O mesmo a situação da rede de conveniência 7 Eleven que teve o seu controle global comprado pelo franqueado japonês e que se tornou a maior rede mundial com mais de 32 mil lojas em todo o mundo.

Nesse contexto, o Brasil tem sido alvo da atuação  mais cautelosa  de grupos franqueadores externos, como é o caso de Arcos Dorados, IMC e Alsea, ao invés da criação de grupos de origem nacional expressivos que multiplicam bandeiras e marcas a partir de seu conhecimento das estratégias, práticas e modelos de negócios. Dentre esses se destacam O Boticário, com sua recente ampliação de marcas e negócios, BFFC, que a partir das operações de Bob’s vem incorporando novas marcas e conceitos, como KFC, Pizza Hut, Doggis e, mais recentemente Yoggi.

Também merecem registro as operações da Brasil Franchising, que opera diversas marcas como Livrarias Nobel e outras como a Rede Serviços do Futuro, operadora de diversas marcas nas áreas de serviços, como sapatarias, chaves, costura e lavanderia.
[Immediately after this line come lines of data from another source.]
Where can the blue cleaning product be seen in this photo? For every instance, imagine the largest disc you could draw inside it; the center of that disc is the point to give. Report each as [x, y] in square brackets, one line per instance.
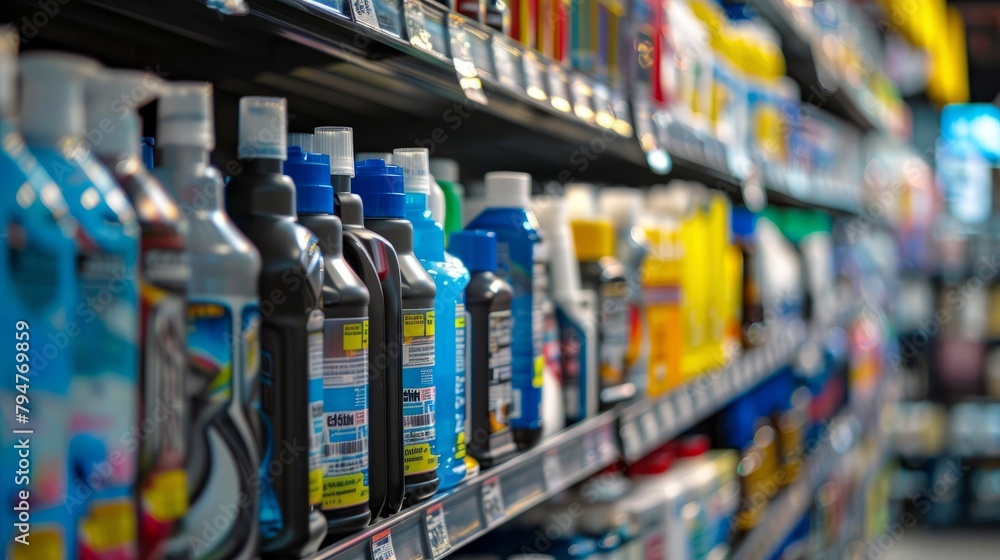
[38, 273]
[488, 333]
[345, 352]
[223, 335]
[112, 99]
[522, 262]
[376, 263]
[450, 280]
[105, 382]
[380, 187]
[261, 201]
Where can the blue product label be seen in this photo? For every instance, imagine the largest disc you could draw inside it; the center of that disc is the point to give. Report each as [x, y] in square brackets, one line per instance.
[573, 354]
[529, 281]
[251, 360]
[345, 413]
[314, 368]
[223, 359]
[419, 394]
[104, 398]
[460, 341]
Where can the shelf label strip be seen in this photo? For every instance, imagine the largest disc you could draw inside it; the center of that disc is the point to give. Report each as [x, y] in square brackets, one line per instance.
[465, 66]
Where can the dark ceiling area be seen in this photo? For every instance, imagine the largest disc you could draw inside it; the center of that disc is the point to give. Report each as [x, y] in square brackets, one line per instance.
[982, 21]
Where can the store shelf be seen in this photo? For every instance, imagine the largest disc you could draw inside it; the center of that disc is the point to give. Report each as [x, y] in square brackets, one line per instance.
[848, 429]
[476, 506]
[649, 424]
[817, 78]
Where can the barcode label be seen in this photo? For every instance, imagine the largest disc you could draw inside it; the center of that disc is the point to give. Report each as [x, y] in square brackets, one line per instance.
[418, 420]
[345, 448]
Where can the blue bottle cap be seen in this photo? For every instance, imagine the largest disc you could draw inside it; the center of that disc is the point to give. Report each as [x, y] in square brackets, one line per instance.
[477, 249]
[744, 222]
[311, 174]
[147, 151]
[380, 187]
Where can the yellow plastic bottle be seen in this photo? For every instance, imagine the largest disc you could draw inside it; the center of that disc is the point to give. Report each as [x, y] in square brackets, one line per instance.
[660, 278]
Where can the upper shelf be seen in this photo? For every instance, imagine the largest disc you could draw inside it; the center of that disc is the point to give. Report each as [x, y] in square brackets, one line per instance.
[819, 80]
[336, 71]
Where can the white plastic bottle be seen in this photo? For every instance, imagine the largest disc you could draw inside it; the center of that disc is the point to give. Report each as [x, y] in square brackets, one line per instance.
[576, 310]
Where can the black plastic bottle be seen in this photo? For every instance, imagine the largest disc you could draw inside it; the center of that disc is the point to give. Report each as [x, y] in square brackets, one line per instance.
[375, 261]
[602, 274]
[487, 303]
[345, 352]
[261, 201]
[380, 187]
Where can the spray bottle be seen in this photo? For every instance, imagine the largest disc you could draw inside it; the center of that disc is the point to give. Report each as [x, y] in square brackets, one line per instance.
[450, 280]
[223, 325]
[261, 201]
[522, 262]
[104, 386]
[345, 352]
[488, 300]
[164, 274]
[375, 261]
[38, 272]
[576, 312]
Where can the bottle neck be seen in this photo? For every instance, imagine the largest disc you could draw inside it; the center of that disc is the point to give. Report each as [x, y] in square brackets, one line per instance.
[428, 236]
[193, 182]
[276, 197]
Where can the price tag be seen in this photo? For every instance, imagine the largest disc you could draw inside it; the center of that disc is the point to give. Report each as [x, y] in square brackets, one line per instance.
[437, 531]
[668, 416]
[650, 427]
[582, 97]
[382, 546]
[364, 13]
[552, 468]
[604, 113]
[507, 58]
[387, 13]
[619, 107]
[493, 508]
[534, 81]
[416, 26]
[606, 446]
[559, 88]
[685, 408]
[631, 441]
[461, 54]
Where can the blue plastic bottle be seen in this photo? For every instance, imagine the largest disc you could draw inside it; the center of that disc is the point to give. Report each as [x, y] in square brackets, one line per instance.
[450, 278]
[38, 274]
[102, 327]
[521, 261]
[380, 188]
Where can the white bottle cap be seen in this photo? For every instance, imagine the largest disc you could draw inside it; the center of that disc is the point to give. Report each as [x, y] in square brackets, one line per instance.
[507, 189]
[444, 169]
[9, 40]
[303, 140]
[362, 156]
[416, 170]
[185, 116]
[263, 128]
[112, 98]
[553, 217]
[621, 205]
[52, 95]
[579, 200]
[338, 143]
A avançada regulamentação envolvendo os negócios de franchising no Brasil, que pode ser considerada uma das mais avançadas e equilibradas no mundo, é um primeiro elemento importante para a continuidade no desenvolvimento do setor, assim como a maturidade que já se vive no Brasil, em boa parte desenvolvida pelo trabalho pioneiro da ABF – Associação Brasileira de Franchising e as consultorias e prestadores de serviços que atuam no setor, o que coloca o país como gerador de benchmarks globais.

A recente entrada de grupos financeiros, nacionais e internacionais, em negócios de franchising, como BTG, Advent, Carlyle e outros, desenha uma nova e importante realidade, trazendo ainda mais investimentos, profissionalismo e maturidade ao setor, e redesenhando a realidade futura do setor de Franchising no Brasil em tudo contribuindo para sua mais rápida evolução, desenvolvimento e aumento de sua participação na economia brasileira o que deveria, necessariamente, ser complementado com uma postura mais ativa na exportação de marcas e conceitos brasileiros para o mercado global.